Latif Dalyan offers shirts and sweatpants at knock-down prices to Turkey’s earthquake victims from a storefront surrounded by piles of debris.
The last person the 58-year-old shopkeeper wants to blame for his ruined city’s troubles is the country’s president.
“If there is one man who can make this country stand up again, it is Recep Tayyip Erdogan,” Dalyan said near the February quake’s epicentre in the city of Kahramanmaras.
“May God give every country a leader like him.”
Dalyan’s fervour contrasts sharply with the cries of pain and anger that rang out when the 7.8-magnitude jolt and its aftershocks wiped out swathes of Turkey’s mountainous southeast in February.
Anguished survivors listened to loved ones slowly perish under mounds of rubble in the freezing cold.
“Nobody can be perfect and no government can be perfect,” Dalyan said. “Everyone can make mistakes.”
Aydin Erdem, director of the KONDA research firm, found something similar in polls conducted across Turkey’s disaster zone.
“Our surveys do not support claims that the (ruling party’s) vote dropped a lot because of what happened,” Erdem told Turkish media this week.
“The electorate is consolidating around their respective parties.”
The presidential and parliamentary votes next month are widely seen as the most important of Turkey’s post-Ottoman history.
Erdogan and his Islamic-rooted party have shaped society in their image and tested the strength of Turkey’s secular traditions.
Critics accuse them of mismanaging the economy and using the courts to silence critics and imprison political foes.
The government’s sluggish search and rescue effort appeared to offer the united opposition a chance to capitalise on this discontent.
Cem Yildiz does not quite see it that way.
The 34-year-old deputy head of CHP, the main opposition party in the Kahramanmaras province, has done almost no campaigning to date.
He says he fears that pushing people to vote during a moment of profound grief is both indecent and self-defeating.
“We will not campaign because the people here are in pain,” he said next to a container home that serves as his party’s temporary headquarters.
“We visit people to help them with their problems.
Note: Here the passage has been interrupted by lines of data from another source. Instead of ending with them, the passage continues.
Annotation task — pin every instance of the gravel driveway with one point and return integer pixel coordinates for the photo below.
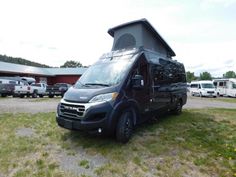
(29, 105)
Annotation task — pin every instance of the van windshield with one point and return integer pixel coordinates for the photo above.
(208, 86)
(105, 73)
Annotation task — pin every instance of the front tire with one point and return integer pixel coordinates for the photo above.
(124, 129)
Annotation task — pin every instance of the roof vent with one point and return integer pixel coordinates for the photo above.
(125, 41)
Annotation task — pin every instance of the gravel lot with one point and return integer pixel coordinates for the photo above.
(29, 105)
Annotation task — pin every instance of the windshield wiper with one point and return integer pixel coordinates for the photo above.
(100, 84)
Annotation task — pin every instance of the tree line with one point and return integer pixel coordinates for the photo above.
(67, 64)
(207, 76)
(21, 61)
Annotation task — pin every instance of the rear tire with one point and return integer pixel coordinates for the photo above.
(124, 129)
(35, 94)
(3, 95)
(51, 96)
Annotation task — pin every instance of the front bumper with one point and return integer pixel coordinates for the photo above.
(84, 116)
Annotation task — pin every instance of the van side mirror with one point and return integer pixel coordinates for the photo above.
(137, 82)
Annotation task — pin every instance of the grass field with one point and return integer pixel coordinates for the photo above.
(196, 143)
(222, 99)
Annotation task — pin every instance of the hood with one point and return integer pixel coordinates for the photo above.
(84, 94)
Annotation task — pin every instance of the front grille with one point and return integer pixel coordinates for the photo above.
(72, 111)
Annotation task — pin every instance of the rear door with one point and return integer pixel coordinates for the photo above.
(161, 93)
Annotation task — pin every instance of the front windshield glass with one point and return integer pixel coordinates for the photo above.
(106, 73)
(208, 85)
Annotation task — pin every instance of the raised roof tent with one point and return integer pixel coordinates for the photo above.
(139, 33)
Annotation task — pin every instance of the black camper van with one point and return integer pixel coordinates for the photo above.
(126, 86)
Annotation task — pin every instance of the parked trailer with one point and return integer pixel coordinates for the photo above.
(225, 87)
(202, 88)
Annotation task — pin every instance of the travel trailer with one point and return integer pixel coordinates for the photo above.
(136, 80)
(202, 89)
(225, 87)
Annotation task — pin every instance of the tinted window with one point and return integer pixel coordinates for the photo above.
(208, 85)
(194, 86)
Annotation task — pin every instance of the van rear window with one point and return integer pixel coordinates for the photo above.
(194, 86)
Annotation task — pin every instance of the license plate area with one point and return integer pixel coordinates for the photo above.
(68, 124)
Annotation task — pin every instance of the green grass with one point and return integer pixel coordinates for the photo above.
(228, 100)
(222, 99)
(196, 143)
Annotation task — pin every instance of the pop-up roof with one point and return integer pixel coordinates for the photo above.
(139, 33)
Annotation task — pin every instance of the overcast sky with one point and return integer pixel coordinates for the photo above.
(201, 32)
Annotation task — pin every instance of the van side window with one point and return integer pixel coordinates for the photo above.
(141, 69)
(158, 74)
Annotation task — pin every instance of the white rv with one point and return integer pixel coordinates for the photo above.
(202, 88)
(225, 87)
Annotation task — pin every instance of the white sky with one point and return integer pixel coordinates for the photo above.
(201, 32)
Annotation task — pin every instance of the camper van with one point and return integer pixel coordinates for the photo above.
(202, 89)
(225, 87)
(126, 86)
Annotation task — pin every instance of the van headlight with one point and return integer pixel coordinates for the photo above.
(104, 97)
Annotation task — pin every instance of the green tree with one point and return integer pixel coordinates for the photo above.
(190, 76)
(229, 74)
(205, 76)
(71, 64)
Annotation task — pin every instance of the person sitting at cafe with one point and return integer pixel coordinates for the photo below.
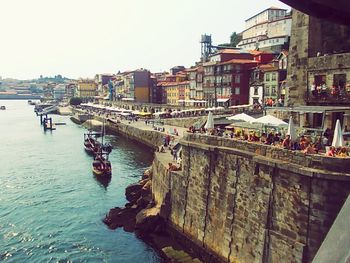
(309, 148)
(331, 152)
(253, 137)
(263, 138)
(343, 152)
(303, 142)
(286, 142)
(270, 139)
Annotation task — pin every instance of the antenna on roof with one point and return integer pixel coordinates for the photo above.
(206, 46)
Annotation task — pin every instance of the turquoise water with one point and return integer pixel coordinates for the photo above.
(51, 206)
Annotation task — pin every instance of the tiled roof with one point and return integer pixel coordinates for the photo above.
(230, 51)
(239, 61)
(268, 67)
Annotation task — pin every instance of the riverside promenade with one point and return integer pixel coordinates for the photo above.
(240, 201)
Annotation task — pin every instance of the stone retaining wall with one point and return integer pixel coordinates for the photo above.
(183, 122)
(249, 203)
(147, 137)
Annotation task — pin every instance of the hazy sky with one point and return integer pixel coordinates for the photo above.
(79, 38)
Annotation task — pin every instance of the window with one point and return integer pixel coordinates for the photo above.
(256, 91)
(273, 91)
(320, 79)
(273, 76)
(237, 79)
(339, 80)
We don’t ask for their votes.”
‘We had momentum’
The main office for the CHP, created by the secular state’s founder Mustafa Kemal Ataturk, was one of untold number of local buildings levelled or damaged by the quake.
Party officials decided to set up their new camp in a remote pocket of the city with a strong liberal lean.
Local men while away the hours in a teahouse on a street that witnessed a bloody attack by neo-Fascists on socialists and Alevi Kurds in 1978 that killed more than 100 people.